The Outlaw Bridge was eventually "officialized." The south approach became part of U.S. highway 61 in 1927; the north approach became part of Ontario highway 61 ten years later. By that point, however, the original bridge was gone: In 1934 it was demolished, and replaced by a steel truss on the same site.

In 1964 the third Pigeon River bridge opened, a simple girder affair located nine kilometres downstream. This bridge still exists today, and it's so boring that you barely know you're on it when you cross the border.

[Old Pigeon River international crossing]

But what happened to the old bridges, and the old border crossing? The old stub of Highway 61 that approaches it is still traversable, although the pavement is rough. Part of it is now signed as secondary highway 593, and part of it is signed, prosaically, as "Old Border Road."

[Old Pigeon River international crossing]

The bridge is gone. The road ends in a cul-de-sac, with a striped guardrail blocking the chasm. A similar scene exists through a gap in the trees on the other side.

[Old Pigeon River international crossing]

Looking east, one gets a sense of the elevated scale of the surroundings. The left side of the river is Ontario; the right side is Minnesota. The left side is Canada; the right side is the United States. The left is the land of the free, the right is...well, you get my drift.

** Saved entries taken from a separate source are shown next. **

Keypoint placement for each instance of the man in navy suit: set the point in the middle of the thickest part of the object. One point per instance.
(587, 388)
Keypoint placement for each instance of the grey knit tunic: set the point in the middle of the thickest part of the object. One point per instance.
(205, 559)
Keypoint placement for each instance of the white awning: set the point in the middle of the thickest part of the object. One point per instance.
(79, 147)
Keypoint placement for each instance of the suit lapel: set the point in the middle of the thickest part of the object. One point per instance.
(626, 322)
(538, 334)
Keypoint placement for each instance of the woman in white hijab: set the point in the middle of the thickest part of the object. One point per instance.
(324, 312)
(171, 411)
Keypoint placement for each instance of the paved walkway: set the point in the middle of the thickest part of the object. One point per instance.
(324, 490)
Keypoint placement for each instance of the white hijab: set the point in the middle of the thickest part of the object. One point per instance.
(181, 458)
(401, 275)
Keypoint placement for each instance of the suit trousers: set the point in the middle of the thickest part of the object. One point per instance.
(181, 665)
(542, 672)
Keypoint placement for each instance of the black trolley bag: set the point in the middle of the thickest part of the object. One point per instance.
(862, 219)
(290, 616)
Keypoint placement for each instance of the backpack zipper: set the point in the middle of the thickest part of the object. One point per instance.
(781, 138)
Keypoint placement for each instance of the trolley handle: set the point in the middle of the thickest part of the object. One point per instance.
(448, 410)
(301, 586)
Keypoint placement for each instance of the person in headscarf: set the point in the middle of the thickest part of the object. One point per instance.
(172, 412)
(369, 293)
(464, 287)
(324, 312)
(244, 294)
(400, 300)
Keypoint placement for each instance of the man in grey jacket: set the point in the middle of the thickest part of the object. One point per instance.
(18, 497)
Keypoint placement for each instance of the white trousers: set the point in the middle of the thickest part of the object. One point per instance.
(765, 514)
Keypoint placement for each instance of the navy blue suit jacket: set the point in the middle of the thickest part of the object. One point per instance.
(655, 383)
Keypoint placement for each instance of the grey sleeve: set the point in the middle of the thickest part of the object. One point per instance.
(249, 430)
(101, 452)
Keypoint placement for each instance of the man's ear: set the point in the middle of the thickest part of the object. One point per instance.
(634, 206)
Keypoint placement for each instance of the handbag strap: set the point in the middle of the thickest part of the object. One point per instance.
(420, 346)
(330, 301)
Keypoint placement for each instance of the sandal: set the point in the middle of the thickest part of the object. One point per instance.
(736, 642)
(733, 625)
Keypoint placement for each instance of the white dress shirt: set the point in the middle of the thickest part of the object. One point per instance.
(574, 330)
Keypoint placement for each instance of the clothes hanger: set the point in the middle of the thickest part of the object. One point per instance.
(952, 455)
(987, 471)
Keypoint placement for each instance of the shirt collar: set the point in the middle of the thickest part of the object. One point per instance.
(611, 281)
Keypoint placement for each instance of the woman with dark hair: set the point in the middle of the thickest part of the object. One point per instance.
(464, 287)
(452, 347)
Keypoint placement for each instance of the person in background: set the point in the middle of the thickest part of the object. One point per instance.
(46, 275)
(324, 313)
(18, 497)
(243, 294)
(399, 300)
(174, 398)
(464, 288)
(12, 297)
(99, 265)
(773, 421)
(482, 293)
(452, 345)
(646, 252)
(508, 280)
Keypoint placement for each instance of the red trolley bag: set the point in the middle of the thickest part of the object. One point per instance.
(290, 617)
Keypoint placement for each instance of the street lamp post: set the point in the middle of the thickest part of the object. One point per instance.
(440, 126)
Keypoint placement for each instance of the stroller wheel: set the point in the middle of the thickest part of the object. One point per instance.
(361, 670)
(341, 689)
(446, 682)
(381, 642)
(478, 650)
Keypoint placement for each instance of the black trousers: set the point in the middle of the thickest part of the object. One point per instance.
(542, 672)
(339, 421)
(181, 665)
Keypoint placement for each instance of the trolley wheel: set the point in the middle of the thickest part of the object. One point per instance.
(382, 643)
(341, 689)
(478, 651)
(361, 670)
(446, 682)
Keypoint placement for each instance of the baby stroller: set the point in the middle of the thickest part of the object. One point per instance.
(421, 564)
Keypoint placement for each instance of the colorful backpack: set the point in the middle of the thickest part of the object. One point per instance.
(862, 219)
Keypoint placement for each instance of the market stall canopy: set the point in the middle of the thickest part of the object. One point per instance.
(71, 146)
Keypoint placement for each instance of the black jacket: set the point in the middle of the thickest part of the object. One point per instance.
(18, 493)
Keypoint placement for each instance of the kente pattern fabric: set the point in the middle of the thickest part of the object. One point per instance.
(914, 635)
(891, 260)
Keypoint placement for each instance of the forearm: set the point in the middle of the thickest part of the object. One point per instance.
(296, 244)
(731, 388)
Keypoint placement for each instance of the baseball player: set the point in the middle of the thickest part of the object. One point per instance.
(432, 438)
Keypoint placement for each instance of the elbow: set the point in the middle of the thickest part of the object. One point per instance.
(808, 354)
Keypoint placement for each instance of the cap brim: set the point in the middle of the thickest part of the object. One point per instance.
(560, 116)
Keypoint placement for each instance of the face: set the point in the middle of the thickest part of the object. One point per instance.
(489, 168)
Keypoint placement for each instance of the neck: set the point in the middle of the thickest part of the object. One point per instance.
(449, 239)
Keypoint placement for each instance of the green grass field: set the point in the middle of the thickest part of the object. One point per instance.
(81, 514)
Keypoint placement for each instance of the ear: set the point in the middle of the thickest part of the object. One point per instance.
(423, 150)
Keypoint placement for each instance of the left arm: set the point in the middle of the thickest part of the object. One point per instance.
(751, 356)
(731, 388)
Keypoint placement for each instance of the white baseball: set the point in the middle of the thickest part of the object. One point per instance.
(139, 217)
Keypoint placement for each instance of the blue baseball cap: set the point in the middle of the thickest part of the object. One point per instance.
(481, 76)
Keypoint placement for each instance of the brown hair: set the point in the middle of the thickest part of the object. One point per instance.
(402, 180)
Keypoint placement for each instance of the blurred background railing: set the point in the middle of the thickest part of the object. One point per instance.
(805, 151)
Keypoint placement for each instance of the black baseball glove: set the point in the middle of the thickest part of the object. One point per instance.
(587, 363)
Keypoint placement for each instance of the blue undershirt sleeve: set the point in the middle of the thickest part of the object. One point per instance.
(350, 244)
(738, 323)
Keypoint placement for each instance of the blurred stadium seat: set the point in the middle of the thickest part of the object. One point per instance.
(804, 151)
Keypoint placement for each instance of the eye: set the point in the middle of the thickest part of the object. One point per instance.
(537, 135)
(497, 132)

And yes: The river's frozen. You could simply walk across it if you thought you could get away with it. (Though considering the US, they'd probably have ICE goons in mukluks prowling the woods.)

[Old Pigeon River international crossing]

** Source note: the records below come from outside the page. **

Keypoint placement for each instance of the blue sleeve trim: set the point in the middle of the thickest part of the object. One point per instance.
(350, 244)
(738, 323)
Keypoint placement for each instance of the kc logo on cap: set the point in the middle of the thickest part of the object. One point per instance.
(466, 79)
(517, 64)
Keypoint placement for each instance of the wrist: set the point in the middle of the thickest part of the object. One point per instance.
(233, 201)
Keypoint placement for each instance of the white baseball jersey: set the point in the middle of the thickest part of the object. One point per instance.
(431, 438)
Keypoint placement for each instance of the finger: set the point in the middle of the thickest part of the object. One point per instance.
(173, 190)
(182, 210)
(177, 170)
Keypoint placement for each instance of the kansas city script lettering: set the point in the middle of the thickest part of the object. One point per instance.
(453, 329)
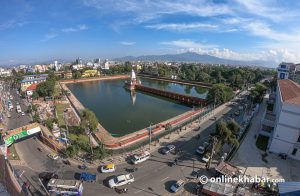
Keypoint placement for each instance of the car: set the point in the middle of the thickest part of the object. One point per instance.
(138, 158)
(200, 150)
(237, 113)
(83, 167)
(177, 186)
(168, 149)
(120, 180)
(53, 156)
(46, 176)
(108, 168)
(205, 158)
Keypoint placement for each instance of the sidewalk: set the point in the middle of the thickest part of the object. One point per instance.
(119, 159)
(249, 158)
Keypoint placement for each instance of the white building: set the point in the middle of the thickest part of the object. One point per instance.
(285, 137)
(283, 70)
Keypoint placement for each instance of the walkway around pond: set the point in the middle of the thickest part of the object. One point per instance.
(120, 142)
(185, 82)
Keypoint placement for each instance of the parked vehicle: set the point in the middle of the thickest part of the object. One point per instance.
(84, 167)
(168, 149)
(201, 149)
(46, 176)
(138, 158)
(53, 156)
(121, 180)
(177, 186)
(205, 157)
(89, 177)
(108, 168)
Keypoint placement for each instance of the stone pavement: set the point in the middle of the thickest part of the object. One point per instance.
(249, 158)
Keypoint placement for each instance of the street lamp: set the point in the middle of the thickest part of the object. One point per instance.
(150, 135)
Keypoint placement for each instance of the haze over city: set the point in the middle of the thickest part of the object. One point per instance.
(33, 31)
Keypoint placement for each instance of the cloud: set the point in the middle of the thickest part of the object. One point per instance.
(187, 44)
(49, 36)
(74, 29)
(12, 24)
(127, 43)
(182, 26)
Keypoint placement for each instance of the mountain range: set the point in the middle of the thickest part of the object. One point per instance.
(195, 57)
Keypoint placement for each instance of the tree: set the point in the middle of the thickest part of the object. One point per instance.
(76, 74)
(233, 126)
(220, 93)
(257, 94)
(88, 120)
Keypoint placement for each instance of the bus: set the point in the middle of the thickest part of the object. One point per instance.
(65, 187)
(19, 109)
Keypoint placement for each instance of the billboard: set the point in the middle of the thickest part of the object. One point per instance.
(11, 139)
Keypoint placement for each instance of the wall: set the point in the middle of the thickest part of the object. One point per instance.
(8, 179)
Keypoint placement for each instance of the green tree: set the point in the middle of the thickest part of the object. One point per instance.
(220, 93)
(88, 120)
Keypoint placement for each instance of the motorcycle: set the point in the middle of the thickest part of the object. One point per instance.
(120, 191)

Looking down, we see the edge of a bridge abutment...the only visible concrete evidence (see what I did there?) that this deserted scene was ever a major transportation link.

[Old Pigeon River international crossing]

Looking back, we see the road leading away. Until 1964, this scene was the southern terminus of Ontario highway 61. I believe that the customs house would have stood on the left side, just fore of the trees. There is nothing left of it, nor of the gift shops and visitor attractions that were once clustered on the other side.

All for now.

16 March 2020

My flat licence plate essay got some attention on Toronto Reddit the other day. Wonder how many folks bothered clicking through to the front page to read my thoughts on Mr. Ford's marvellous new design? (Probably none!)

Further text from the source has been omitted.